In the Visual Code Recognition for Camera-Equipped Mobile Phones project, Michael Rohs and Beat Gfeller at the Federal Institute of Technology in Zurich explores the possibility to use the cameras built into mobile phones to act as sensors for 2-D visual codes. The codes can be attached to physical objects and act as a key to access object-related information and functionality.
Some interaction possibilities of the visual code system can be obtained by using the position of the camera focus, the rotation of the code in the image, and the amount of tilting of the code plane relative to the image plane as additional input parameters.
Possible applications include:
With visual codes, areas in printed documents can be linked to online content. For example, a cinema magazine, in which physical hyperlinks connect words and images via camera-phones to movie trailers, information about the actors, and the local cinema’s booking system.

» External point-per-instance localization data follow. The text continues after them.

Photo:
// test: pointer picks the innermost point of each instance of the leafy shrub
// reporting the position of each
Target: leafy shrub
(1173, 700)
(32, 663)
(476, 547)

In newspapers, the codes could store or rate newspaper articles, provide background information related to advertisements, or updates on information like stock quotes and weather forecasts. If physical hyperlinks are associated with points and regions on the page, the camera-phone can follow the hyperlink, fetch the additional information and display them. In the video (high or low-quality), the camera-phone retrieves the current snow conditions for various regions of Switzerland by moving the camera focus across the corresponding table entries on a newspaper page. Since the rotation of the code in the image is provided as an additional parameter, multiple aspects can be associated with a single point or region. For example, when the camera is rotated by a certain amount, the display changes to indicate the current temperature instead of the snow depths.
A PongSymbian version of the classic Pong game can be camera-controlled. The green ball bounces back from the walls. The red slider is controlled by the orientation of the phone relative to the background: moving the phone to the right moves the slider to the right – and vice versa. Video shows how this might be used for interaction with large-scale displays.
In another example, the team used the camera-phone to control a tram map of Zurich. Moving the phone updates the part of the map which is displayed.